Os especialistas alertam que faltar a uma consulta vai além de perder um horário agendado. O adiamento do acompanhamento médico pode atrasar diagnósticos, interromper tratamentos e comprometer processos de reabilitação. Eduardo destaca que algumas doenças exigem acompanhamento rigoroso e qualquer atraso pode influenciar diretamente o prognóstico.

“Em doenças como o câncer, por exemplo, faltar a uma consulta significa assumir um risco maior para o próprio tratamento. Além disso, do ponto de vista do sistema público, trata-se de um recurso que deixa de ser utilizado, em um cenário em que a demanda já é muito superior à oferta.”

Ele também alerta que a interrupção de tratamentos de reabilitação pode fazer com que a pessoa idosa perca parte dos avanços conquistados, tornando-se novamente mais vulnerável.

A terapeuta ocupacional e doutora em Gerontologia, Elcyana Bezerra Carvalho, conselheira da SBGG no Ceará, ressalta que participar da rotina dos netos é parte da chamada “avosidade” e traz benefícios emocionais para toda a família. Contudo, o problema surge quando essa participação substitui os cuidados com a saúde.

“Existe uma diferença entre conviver com os netos e assumir a responsabilidade diária pelos cuidados. A convivência costuma ser prazerosa, mas o cuidado cotidiano exige reorganizar horários, compromissos e toda a rotina.”

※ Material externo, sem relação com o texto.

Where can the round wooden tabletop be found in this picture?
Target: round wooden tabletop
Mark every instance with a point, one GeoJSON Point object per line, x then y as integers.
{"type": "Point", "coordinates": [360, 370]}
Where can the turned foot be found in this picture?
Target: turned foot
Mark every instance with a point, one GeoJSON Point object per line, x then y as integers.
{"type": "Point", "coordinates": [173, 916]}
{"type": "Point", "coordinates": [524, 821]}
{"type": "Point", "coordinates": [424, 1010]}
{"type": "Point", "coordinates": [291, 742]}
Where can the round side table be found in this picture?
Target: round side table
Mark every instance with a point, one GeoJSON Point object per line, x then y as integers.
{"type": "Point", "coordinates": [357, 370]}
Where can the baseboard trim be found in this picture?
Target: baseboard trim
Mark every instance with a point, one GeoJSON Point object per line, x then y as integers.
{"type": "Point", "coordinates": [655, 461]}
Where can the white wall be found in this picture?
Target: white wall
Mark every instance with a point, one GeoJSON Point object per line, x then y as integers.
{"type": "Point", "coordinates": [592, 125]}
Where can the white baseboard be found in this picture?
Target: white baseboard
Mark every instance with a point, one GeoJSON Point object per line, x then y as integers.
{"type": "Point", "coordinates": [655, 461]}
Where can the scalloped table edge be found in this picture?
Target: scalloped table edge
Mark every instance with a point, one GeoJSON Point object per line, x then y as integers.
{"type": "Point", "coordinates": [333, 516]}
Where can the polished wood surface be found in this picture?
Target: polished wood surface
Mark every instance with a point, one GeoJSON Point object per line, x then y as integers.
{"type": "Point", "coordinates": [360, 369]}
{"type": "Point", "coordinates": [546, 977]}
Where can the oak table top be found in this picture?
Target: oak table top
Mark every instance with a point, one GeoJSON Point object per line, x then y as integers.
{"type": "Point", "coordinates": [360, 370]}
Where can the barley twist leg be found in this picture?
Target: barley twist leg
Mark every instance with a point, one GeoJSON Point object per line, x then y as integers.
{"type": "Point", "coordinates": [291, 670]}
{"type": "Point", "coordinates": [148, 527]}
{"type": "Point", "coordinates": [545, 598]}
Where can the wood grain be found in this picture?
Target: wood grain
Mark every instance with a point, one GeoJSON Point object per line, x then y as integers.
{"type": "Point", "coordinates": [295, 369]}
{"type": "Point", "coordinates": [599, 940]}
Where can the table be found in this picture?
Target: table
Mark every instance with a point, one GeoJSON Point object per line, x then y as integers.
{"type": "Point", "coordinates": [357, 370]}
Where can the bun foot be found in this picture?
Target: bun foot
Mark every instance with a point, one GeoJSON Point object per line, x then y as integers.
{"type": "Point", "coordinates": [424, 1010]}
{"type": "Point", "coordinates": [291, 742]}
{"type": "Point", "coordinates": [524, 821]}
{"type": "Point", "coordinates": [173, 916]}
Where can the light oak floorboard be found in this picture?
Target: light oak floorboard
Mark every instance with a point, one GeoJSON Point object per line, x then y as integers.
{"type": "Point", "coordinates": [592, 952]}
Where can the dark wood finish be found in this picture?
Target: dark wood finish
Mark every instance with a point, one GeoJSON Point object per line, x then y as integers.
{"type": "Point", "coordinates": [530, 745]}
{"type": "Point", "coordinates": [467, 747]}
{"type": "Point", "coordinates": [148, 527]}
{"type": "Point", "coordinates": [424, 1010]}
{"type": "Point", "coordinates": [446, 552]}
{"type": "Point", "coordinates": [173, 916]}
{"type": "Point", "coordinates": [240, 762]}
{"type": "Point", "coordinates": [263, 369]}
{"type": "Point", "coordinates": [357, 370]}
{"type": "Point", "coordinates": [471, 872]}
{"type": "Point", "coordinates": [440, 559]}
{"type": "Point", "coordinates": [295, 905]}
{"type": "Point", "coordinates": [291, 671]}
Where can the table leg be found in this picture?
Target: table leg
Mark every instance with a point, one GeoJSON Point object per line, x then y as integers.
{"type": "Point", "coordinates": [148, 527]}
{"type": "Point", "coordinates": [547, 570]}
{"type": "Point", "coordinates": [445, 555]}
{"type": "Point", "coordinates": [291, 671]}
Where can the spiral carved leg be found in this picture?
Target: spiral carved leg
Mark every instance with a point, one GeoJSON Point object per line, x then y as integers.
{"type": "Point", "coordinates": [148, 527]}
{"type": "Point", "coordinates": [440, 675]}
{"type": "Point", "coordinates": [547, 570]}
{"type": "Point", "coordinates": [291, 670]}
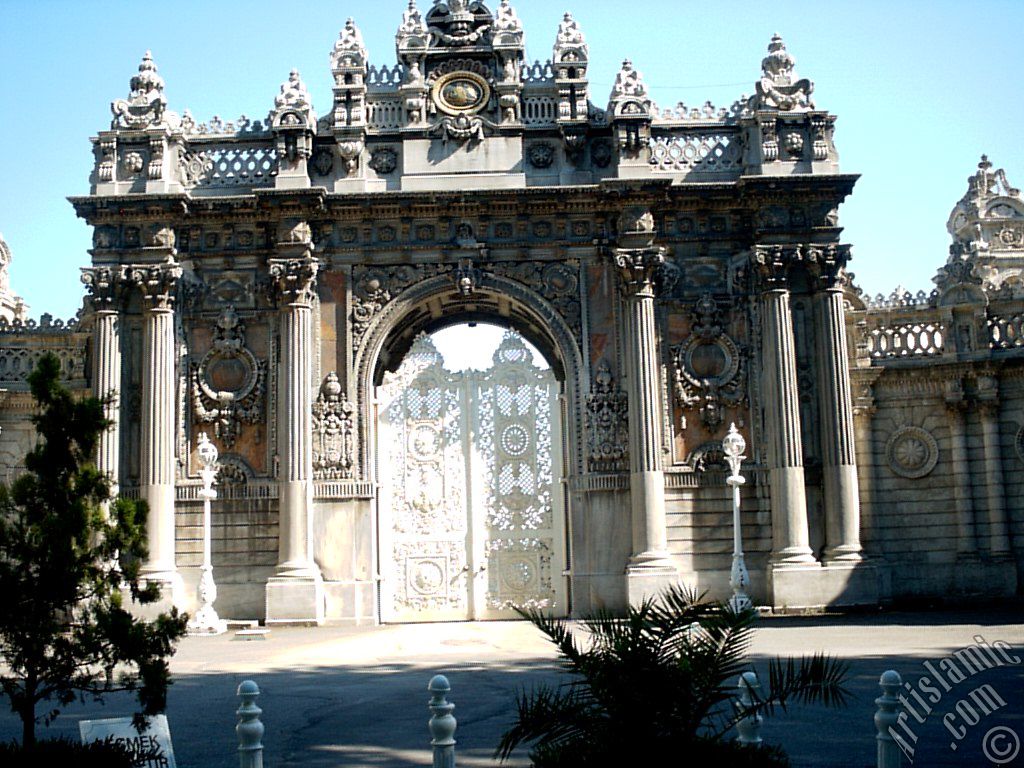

Segundo ela, o maior desafio é evitar que a dedicação aos netos faça com que os avós deixem de lado hábitos fundamentais para um envelhecimento saudável.

“Quando toda a rotina passa a girar em torno das necessidades dos netos, existe o risco de a pessoa idosa adiar atividades físicas, momentos de descanso, participação social e o acompanhamento médico, que também são essenciais para sua qualidade de vida.”

Apesar dos alertas, os especialistas ressaltam a importância da convivência entre avós e netos. O período de férias escolares pode ser uma oportunidade de fortalecer vínculos afetivos e criar lembranças significativas entre diferentes gerações. O desafio, conforme a SBGG, é encontrar um equilíbrio para que o apoio dos avós não ocorra às custas da própria saúde.

“As férias são uma excelente oportunidade para criar boas memórias e fortalecer os laços familiares. O importante é que isso não signifique abrir mão das consultas, dos exames ou dos cuidados necessários para garantir qualidade de vida também na velhice.”